12. DGA and DoH Detection
Domain Generation Algorithms produce high-entropy random-looking domains. DNS over HTTPS tunnels DNS queries inside HTTPS traffic to bypass DNS monitoring.
# DGA detection: high-entropy domain names in DNS logs
# Calculate character entropy; DGA domains typically score > 3.5 bits/char
grep "query\[" /var/log/syslog 2>/dev/null | grep -oP 'for \K[^\s]+' | \
python3 -c "
import sys, math
from collections import Counter
for line in sys.stdin:
d = line.strip()
label = d.split('.')[0]
if len(label) < 6: continue
c = Counter(label)
entropy = -sum((v/len(label)) * math.log2(v/len(label)) for v in c.values())
if entropy > 3.5:
print(f'{entropy:.2f} {d}')
" | sort -rn | head -30
# NXDomain ratio: DGA malware queries many non-existent domains
# High NXDomain count relative to successful queries is a strong DGA indicator
grep "NXDOMAIN\|query\[" /var/log/syslog 2>/dev/null | \
awk '/NXDOMAIN/{nx++} /query\[/{total++} END {print "NXDomain:", nx, "/ Total:", total, "/ Ratio:", nx/total}'
# DoH detection: HTTPS traffic to known DoH resolver IPs on port 443
# These are legitimate resolvers — traffic volume and originating process matter
grep -E "1\.1\.1\.1:443|1\.0\.0\.1:443|8\.8\.8\.8:443|8\.8\.4\.4:443|9\.9\.9\.9:443|208\.67\.222\.222:443" \
/evidence/INC-*/triage/network-state-at-triage.txt
# DoH via certificate inspection: identify HTTPS sessions to DoH resolvers
# (requires PCAP; SNI will show cloudflare-dns.com, dns.google, etc.)
tshark -r /evidence/INC-001/captures/live.pcap \
-Y 'tls.handshake.extensions_server_name contains "dns.google" or tls.handshake.extensions_server_name contains "cloudflare-dns.com"' \
-T fields -e ip.src -e tls.handshake.extensions_server_name 2>/dev/null
# Unusual HTTPS to DNS providers from non-browser processes (DoH bypass)

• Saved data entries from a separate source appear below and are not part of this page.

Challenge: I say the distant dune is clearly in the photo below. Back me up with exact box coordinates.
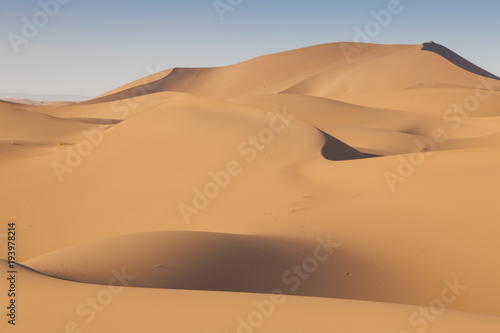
[1,98,50,105]
[0,93,93,102]
[2,42,500,332]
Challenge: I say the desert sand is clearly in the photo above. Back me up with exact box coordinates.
[1,41,500,332]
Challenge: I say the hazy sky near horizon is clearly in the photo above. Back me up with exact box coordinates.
[1,0,499,99]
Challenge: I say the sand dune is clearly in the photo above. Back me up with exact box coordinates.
[0,101,103,144]
[283,44,499,96]
[236,93,500,154]
[2,41,500,332]
[24,231,342,297]
[88,42,500,105]
[4,260,500,333]
[333,87,500,116]
[12,91,189,120]
[0,98,51,105]
[87,43,410,102]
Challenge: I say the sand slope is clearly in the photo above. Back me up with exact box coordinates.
[4,260,500,333]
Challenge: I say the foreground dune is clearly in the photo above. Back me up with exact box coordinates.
[1,41,500,332]
[3,261,500,333]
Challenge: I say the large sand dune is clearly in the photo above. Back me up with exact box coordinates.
[2,42,500,332]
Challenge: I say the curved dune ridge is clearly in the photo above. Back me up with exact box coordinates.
[79,42,500,104]
[2,42,500,332]
[235,93,500,154]
[24,231,344,296]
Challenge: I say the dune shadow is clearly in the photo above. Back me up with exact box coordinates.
[320,129,379,161]
[422,42,500,80]
[21,231,415,305]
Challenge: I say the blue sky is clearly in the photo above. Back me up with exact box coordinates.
[1,0,499,99]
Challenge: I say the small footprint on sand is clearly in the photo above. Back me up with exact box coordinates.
[287,196,314,214]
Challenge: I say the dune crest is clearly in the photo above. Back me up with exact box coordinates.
[422,41,500,80]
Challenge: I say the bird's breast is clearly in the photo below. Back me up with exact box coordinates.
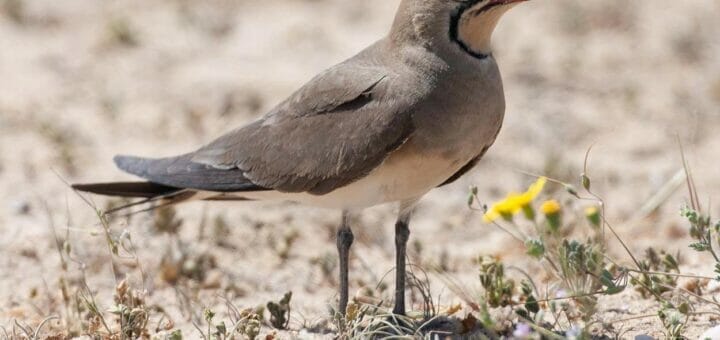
[241,63,506,210]
[238,140,469,209]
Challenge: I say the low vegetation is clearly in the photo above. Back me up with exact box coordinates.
[336,153,720,339]
[2,153,718,339]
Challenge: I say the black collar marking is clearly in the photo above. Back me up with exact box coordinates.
[449,0,491,60]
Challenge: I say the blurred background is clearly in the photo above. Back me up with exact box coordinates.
[0,0,718,337]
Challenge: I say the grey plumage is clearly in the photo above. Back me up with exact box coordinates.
[191,50,420,194]
[113,154,264,192]
[113,43,425,195]
[73,0,527,316]
[82,1,515,201]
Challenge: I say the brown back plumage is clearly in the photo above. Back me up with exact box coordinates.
[74,0,521,201]
[189,47,426,195]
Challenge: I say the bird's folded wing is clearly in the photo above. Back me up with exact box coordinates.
[190,61,421,195]
[114,153,266,192]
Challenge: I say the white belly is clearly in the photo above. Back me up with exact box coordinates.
[236,143,471,209]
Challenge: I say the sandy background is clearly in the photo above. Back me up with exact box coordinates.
[1,0,719,338]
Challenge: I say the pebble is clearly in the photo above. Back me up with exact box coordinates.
[10,199,31,215]
[634,335,655,340]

grep "1\.1\.1\.1:443\|8\.8\.8\.8:443" /evidence/INC-*/triage/network-state-at-triage.txt | \
grep -v "firefox\|chrome\|safari\|brave\|edge"

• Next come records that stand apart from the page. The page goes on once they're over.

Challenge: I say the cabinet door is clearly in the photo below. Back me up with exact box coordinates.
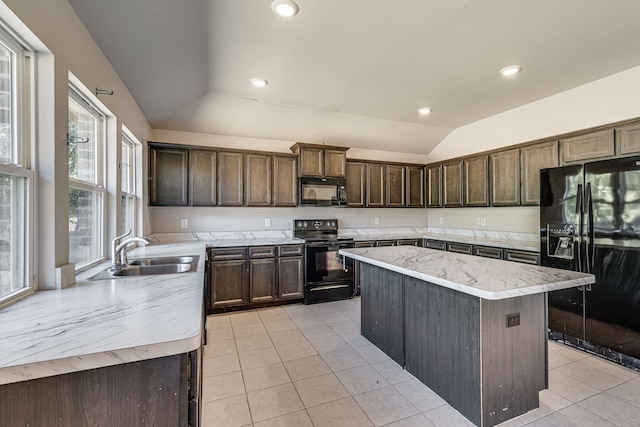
[406,165,425,208]
[189,149,216,206]
[520,141,559,205]
[427,165,442,207]
[617,123,640,156]
[324,149,347,178]
[346,162,366,207]
[560,129,615,164]
[149,145,188,206]
[298,146,324,177]
[464,155,489,207]
[278,256,304,300]
[218,152,244,206]
[366,163,386,207]
[386,164,406,207]
[210,259,248,308]
[491,149,520,206]
[245,153,272,207]
[249,258,277,303]
[273,156,298,207]
[443,161,463,207]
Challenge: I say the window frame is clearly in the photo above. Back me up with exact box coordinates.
[68,86,107,271]
[0,26,34,305]
[120,130,137,236]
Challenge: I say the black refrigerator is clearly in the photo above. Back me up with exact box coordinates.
[540,156,640,369]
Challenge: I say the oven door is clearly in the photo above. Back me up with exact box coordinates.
[305,241,354,284]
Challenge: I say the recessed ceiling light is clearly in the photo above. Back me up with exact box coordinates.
[418,107,432,116]
[500,65,522,76]
[271,0,299,17]
[250,78,269,87]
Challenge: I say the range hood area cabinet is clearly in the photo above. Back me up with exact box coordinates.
[346,160,426,208]
[148,142,298,207]
[290,142,349,178]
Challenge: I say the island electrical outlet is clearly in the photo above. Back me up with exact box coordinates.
[506,313,521,328]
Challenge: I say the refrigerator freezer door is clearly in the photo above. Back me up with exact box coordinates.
[541,165,586,342]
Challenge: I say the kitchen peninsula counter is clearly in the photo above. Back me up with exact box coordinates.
[340,246,594,427]
[0,241,206,386]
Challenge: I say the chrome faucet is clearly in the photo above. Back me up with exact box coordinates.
[111,230,152,268]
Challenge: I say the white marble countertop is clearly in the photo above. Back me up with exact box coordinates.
[340,246,594,300]
[0,242,206,386]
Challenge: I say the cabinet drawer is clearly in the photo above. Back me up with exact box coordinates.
[278,244,304,257]
[376,240,396,247]
[397,239,421,247]
[446,242,472,254]
[504,250,539,265]
[249,246,277,258]
[355,241,375,248]
[209,247,247,261]
[474,245,503,259]
[425,239,446,250]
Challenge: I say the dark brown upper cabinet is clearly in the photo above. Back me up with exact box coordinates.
[346,161,367,207]
[442,160,463,207]
[189,149,217,206]
[386,164,406,207]
[464,156,489,207]
[245,153,272,207]
[491,149,520,206]
[426,165,442,207]
[366,163,386,208]
[616,123,640,156]
[217,151,244,206]
[560,129,615,165]
[149,144,188,206]
[520,141,559,205]
[273,155,298,207]
[406,165,426,208]
[290,142,348,178]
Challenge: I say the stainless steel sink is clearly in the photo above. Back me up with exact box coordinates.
[89,255,199,280]
[129,256,197,266]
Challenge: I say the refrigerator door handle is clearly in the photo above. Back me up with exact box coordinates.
[585,182,595,289]
[575,184,583,273]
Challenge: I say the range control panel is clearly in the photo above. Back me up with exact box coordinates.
[294,219,338,233]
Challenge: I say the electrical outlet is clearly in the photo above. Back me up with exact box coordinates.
[506,313,521,328]
[481,218,487,226]
[180,218,188,228]
[264,218,271,227]
[439,216,443,224]
[374,217,380,225]
[476,217,481,225]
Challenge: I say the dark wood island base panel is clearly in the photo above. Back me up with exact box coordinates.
[360,263,546,427]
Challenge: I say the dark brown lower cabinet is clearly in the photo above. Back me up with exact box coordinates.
[208,244,304,311]
[360,263,546,427]
[0,351,201,427]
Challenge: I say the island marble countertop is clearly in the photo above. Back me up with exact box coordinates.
[0,241,205,386]
[340,246,593,300]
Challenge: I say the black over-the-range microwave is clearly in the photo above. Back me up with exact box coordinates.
[299,177,347,207]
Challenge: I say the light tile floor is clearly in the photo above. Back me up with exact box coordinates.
[202,298,640,426]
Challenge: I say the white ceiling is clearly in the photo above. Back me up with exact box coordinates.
[68,0,640,155]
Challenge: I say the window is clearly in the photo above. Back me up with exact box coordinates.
[68,89,105,269]
[120,131,137,235]
[0,28,33,302]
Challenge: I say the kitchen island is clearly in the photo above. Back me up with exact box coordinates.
[340,246,594,427]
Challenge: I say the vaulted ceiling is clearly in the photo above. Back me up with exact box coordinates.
[68,0,640,155]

DGA and DoH are frequently combined: malware uses DoH to resolve its DGA-generated C2 domain, bypassing corporate DNS monitoring entirely. A process making HTTPS connections to `1.1.1.1:443` or `8.8.8.8:443` is not using the system resolver — it has hardcoded DoH to avoid detection. Correlate the originating process with the persistence hunter's findings.